Biegen mit Widerlager

Alle Funktionen zur GMP-konformen Inprozesskontrolle, Kennzeichnung, Dokumentation und Fehlereskalation fügen sich in die dezentrale aufgebaute Steuerung ein. Die Daten sind über eine vereinheitlichte, übersichtlich gestaltete Bedienoberfläche am Bildschirm der TLM-Maschine abrufbar. Auch das Pago Etikettiergerät, das die für den italienischen Markt erforderlichen Bollini appliziert, wird über diese Schnittstelle angesprochen.

Das Steuerungs- und Antriebskonzept macht also flexibel. Und es hat etwas zu tun mit dem Geheimnis der exakten Kante.
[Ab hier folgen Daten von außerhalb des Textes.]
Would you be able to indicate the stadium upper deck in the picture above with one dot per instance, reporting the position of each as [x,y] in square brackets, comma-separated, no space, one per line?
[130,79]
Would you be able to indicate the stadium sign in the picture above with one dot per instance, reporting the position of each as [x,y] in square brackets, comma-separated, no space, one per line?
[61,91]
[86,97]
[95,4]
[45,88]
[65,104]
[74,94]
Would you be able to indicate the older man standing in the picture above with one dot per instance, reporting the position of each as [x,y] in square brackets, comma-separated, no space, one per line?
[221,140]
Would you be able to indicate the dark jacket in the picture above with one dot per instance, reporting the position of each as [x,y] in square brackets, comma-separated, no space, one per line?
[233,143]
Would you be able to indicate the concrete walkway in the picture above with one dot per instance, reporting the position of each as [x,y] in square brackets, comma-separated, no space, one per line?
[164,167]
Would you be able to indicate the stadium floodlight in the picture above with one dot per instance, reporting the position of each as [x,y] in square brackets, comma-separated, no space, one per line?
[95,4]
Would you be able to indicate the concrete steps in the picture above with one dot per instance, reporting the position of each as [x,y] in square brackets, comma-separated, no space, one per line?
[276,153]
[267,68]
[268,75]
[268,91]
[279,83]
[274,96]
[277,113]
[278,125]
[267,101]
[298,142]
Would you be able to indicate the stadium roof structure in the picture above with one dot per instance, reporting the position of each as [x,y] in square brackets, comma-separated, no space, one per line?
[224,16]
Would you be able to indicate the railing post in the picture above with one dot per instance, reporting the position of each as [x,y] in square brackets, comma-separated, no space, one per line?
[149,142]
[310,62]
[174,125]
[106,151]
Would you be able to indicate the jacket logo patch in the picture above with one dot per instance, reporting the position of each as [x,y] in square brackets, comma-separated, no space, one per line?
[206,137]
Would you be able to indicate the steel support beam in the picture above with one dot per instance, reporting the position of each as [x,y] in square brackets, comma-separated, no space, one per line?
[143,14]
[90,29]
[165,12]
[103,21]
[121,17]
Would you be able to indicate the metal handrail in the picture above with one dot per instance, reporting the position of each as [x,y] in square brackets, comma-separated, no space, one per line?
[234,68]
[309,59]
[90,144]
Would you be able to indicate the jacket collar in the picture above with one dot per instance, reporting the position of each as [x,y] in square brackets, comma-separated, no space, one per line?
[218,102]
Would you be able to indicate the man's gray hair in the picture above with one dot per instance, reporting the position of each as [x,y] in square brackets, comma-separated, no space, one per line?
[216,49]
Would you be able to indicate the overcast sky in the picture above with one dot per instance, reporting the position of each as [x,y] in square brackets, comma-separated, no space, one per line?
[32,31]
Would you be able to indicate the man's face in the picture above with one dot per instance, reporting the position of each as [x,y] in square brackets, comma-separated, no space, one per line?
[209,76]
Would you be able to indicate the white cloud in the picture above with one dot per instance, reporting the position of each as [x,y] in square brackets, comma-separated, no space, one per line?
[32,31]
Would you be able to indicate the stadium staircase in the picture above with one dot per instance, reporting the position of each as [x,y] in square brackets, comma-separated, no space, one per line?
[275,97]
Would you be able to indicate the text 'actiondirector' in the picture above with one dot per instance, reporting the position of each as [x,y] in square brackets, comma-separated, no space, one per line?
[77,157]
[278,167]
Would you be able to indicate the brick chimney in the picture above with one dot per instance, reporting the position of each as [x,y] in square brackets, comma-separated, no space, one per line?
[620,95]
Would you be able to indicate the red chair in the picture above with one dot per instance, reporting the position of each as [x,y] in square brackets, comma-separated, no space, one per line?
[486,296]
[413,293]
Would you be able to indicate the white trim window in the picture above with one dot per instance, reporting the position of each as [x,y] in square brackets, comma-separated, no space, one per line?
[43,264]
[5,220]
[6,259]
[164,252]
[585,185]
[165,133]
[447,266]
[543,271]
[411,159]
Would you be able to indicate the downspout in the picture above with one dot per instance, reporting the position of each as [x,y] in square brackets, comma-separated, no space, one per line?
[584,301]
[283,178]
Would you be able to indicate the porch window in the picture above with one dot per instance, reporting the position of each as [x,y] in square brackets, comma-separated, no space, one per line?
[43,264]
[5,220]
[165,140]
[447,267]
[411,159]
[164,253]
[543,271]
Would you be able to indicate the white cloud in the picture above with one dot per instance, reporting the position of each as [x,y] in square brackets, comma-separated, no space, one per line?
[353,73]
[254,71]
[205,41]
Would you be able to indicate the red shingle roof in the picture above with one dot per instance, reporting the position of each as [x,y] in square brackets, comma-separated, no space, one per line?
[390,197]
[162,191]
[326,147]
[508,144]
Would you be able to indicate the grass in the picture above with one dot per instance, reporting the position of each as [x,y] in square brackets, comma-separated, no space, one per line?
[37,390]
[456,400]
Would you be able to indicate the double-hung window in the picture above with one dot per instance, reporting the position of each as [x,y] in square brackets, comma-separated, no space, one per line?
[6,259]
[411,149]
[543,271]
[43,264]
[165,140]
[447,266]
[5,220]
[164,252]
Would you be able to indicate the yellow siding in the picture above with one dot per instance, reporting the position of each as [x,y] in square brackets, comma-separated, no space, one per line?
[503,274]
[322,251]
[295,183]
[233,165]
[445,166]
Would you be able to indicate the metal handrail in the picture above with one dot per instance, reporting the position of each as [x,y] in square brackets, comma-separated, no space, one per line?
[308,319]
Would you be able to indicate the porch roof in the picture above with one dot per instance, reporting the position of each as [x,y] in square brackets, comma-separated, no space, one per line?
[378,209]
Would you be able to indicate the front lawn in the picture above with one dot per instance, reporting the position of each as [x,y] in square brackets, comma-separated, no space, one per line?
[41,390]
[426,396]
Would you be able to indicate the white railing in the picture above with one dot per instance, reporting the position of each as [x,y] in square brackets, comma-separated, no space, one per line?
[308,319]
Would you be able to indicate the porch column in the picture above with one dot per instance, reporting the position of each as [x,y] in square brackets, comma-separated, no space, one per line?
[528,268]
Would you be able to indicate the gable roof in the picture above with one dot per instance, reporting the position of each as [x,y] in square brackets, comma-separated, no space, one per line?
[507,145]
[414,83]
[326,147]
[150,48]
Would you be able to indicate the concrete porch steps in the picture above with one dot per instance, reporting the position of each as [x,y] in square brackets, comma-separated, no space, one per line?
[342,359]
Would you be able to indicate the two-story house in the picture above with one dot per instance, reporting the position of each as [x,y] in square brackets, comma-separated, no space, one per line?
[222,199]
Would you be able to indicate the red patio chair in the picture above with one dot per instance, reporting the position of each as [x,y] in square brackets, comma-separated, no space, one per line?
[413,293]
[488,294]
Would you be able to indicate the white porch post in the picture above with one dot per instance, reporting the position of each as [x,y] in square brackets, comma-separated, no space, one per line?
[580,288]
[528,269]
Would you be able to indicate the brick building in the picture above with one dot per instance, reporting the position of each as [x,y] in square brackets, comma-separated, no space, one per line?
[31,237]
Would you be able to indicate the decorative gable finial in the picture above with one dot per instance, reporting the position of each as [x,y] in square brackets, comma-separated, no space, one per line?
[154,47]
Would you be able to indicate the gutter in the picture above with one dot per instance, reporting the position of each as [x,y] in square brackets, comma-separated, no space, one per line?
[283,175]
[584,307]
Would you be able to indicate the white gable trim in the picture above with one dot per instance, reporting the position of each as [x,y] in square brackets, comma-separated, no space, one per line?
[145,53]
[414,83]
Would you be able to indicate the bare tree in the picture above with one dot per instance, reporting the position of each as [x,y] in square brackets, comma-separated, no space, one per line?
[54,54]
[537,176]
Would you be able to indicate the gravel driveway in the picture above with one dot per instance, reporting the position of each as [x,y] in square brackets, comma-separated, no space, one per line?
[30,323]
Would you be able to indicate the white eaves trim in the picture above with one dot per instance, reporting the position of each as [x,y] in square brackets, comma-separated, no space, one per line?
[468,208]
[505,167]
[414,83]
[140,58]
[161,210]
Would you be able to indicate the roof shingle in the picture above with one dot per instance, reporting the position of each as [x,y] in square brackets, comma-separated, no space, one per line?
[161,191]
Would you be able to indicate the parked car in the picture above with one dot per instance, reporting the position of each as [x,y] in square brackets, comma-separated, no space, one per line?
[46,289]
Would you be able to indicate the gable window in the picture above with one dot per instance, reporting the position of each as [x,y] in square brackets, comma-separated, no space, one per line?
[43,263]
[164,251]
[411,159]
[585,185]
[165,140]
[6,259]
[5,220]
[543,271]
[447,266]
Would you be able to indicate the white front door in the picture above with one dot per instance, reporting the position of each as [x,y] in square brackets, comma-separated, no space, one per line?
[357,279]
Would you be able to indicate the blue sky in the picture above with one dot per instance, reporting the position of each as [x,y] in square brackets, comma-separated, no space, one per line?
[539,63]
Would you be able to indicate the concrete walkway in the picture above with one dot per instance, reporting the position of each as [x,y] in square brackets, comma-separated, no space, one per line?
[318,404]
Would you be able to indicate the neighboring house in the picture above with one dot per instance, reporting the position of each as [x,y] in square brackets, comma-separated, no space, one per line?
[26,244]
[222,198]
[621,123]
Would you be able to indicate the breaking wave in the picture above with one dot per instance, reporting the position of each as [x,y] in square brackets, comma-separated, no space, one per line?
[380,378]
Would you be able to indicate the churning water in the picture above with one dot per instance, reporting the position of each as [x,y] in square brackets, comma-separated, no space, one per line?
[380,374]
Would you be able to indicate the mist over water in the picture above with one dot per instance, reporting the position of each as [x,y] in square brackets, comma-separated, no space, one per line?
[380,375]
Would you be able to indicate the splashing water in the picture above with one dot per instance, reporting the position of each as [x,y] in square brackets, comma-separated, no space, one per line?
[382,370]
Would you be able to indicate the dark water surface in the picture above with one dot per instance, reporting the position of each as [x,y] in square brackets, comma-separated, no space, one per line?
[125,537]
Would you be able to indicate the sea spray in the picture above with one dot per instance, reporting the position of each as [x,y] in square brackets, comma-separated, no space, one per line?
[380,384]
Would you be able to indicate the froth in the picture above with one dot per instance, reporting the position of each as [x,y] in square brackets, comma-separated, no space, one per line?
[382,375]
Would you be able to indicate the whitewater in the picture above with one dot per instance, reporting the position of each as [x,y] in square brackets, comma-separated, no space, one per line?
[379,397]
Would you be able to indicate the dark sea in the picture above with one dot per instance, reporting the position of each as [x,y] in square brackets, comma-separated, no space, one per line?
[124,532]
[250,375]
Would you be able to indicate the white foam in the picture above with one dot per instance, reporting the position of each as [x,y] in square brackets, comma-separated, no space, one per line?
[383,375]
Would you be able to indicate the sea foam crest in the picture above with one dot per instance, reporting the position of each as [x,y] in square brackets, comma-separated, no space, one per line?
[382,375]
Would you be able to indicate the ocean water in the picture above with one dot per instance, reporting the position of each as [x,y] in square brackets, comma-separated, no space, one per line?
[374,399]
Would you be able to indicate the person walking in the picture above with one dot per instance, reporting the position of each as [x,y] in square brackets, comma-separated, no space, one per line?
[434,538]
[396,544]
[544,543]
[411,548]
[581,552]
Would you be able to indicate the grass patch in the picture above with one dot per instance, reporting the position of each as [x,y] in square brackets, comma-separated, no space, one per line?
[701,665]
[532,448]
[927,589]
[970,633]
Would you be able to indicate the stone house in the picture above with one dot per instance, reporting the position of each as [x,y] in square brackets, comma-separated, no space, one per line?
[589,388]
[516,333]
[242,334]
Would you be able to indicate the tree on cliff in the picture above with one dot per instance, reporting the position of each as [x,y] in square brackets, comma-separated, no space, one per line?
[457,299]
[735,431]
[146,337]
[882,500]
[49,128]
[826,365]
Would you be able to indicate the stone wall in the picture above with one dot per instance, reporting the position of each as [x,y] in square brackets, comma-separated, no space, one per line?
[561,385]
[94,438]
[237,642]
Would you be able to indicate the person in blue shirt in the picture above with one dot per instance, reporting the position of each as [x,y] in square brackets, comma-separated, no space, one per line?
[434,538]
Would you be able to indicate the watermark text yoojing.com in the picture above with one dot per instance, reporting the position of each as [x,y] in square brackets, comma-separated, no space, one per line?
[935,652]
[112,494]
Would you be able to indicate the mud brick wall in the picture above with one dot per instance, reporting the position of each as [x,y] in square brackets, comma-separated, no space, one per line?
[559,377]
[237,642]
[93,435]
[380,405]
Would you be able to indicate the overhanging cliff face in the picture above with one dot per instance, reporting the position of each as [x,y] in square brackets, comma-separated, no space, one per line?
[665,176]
Die Wallet-Maschine von Schubert hat eine getaktete Arbeitsweise. Der Durchlauf des Packmittels wird für einzelne Bearbeitungsschritte kurz angehalten. Allerdings fällt diese Pause so kurz aus, dass sie kaum wahrnehmbar ist.

Für die Faltung des Zuschnitts bietet der intermittierende Vorschub den Vorteil, dass bei einem solchen Stopp ein Widerlager millimetergenau an der Biegekante angelegt werden kann. Im Vergleich dazu führen kontinuierlich arbeitende Maschinen den Karton mit konstanter Geschwindigkeit über eine Faltweiche. Dabei entstehen leicht Faltversätze aufgrund von Schleppungen und durch die Instabilität der Kartonagen.

Für die Herstellung der Wallets werden die Blister einbahnig zugeführt. Etwaige Krümmungen der Blister („Bi-Metalleffekt“) korrigiert eine Glättstation. Ein Produktpuffer mit einem Speichervolumen von acht Minuten sichert die störungsfreie Anbindung an die Vormaschine ab. Das Einlaufband füllt jeweils zehn Blister in zwei abwechselnd anfahrende Mitnehmersätze der Gruppierkette. Diese Formationen setzt ein TLM-F2 Roboter auf Vakuumtransportschlitten um.

In einer weiteren Teilmaschine werden die Kartonzuschnitte automatisch aus einem Magazin entnommen und in das System eingebracht. Die Etiketten sind auf der Walletkarte vorgeklebt und können so ohne Umstellungen auf der Maschine verarbeitet werden.